One of the interesting developments during the summer slowdown we failed to note here on Slaw was the BC Court of Appeal decision in John McCormick’s case against Fasken Martineau. McCormick is an equity partner in Fasken’s Vancouver office who resisted the mandatory retirement at age 65 required by the partnership agreement, arguing that it contravened the BC Human Rights Code’s prohibition on age discrimination with respect to employees. The critical hinge to his action is whether an equity partner in a law firm should be regarded as an “employee” for the purposes of the Code, thus giving the Human Rights Tribunal jurisdiction over his complaint. From the Court of Appeal judgment in Fasken Martineau DuMoulin LLP v. British Columbia (Human Rights Tribunal) 2012 BCCA 313:

[2] The British Columbia Human Rights Tribunal and a Supreme Court chambers judge on judicial review decided that for the purposes of human rights legislation, a partnership may be treated as a separate legal entity from its partners and as the employer of a partner, with the result that the Tribunal has jurisdiction to hear a complaint by a partner of discrimination in his employment. The partnership appealed, claiming the Tribunal does not have jurisdiction to hear the complaint, because in law a partnership is not a separate entity from its partners, and cannot in law employ a partner.

The court overturned the lower decisions, deciding that the traditional view of a partnership should prevail, with the result that “a partner cannot be an employee of the partnership of which he or she is a member, because he or she cannot employ him or herself” and that this view was not to be “over-ridden by a broad, liberal and purposive interpretation of the Code.”

I’m unaware of whether leave will be sought to appeal this decision in the Supreme Court.

Unsurprisingly, mandatory retirement of partners has become a matter of interest in the profession recently. Canadian Lawyer Magazine’s March cover story dealt with this, examining the options available to both firms and partners. Most obviously, firms need to be able to retain the services (and the influence over clients) of talented senior lawyers despite the arbitrary running out of some clock and at the same time make room at the top for fresh talent — particularly, I’d say, talent that is embodied by others than white men. For their part, of course, equity partners facing retirement from the controlling group need to figure out how best to manage the significant number of years remaining to them.
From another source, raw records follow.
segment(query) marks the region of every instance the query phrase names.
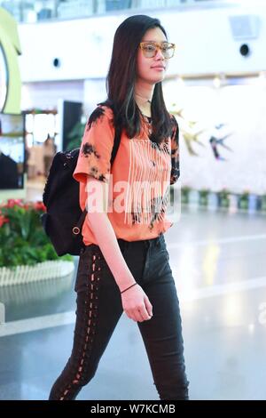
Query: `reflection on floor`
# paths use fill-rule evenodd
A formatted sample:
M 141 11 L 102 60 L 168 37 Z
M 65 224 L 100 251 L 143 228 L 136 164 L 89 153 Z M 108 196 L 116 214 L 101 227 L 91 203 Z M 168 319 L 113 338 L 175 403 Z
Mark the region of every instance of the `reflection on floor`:
M 192 399 L 263 399 L 265 216 L 184 210 L 166 234 Z M 77 261 L 77 260 L 76 260 Z M 46 399 L 71 350 L 74 277 L 0 288 L 0 398 Z M 158 399 L 137 325 L 122 316 L 79 399 Z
Population data make clear that these are issues that will only grow in importance over the next decade or so. First of all, the leading edge of the baby boom (1946 – 1964) has just turned 65 and there’s quite a bulge behind it, as this graphic from Canadian demographer David Foot shows:

(There’s a fascinating animated “population pyramid” on Foot’s website showing how the shape of things has changed since 1871 and will change in the decades to come.)

Next it’s important to note that this tsunami of pre-retirees will live to a considerably ripe old age; 65 is damn near the new middle age. Recent statistics have life expectancy in Canada at age 65 as twenty years, a figure that has been, and will likely continue, rising.

This is a turbulent time in the practice of law for all the reasons that have been rehearsed here and in every professional organ. It’s natural to see “solutions” or at least responses to the many besetting problems facing the profession as coming from youth, that protean group on whom we tend to project our hopes. Mitch Kowalski’s excellent recent post here, Only the New Can Change the Profession is a good example. He says:

The established, older set of partners in charge of many of this country’s firms have no reason to change what they are doing and are simply eyeing the finish line of their careers.

But it would be a mistake, I think, to ignore the potential to be found in that growing number of highly experienced practitioners facing “liberation” from partnership and a score of years to play with. These people have not simply the time but the means as well to experiment with modes of practice, and there are enough of them coming down the pike that some, at least, will do very interesting things.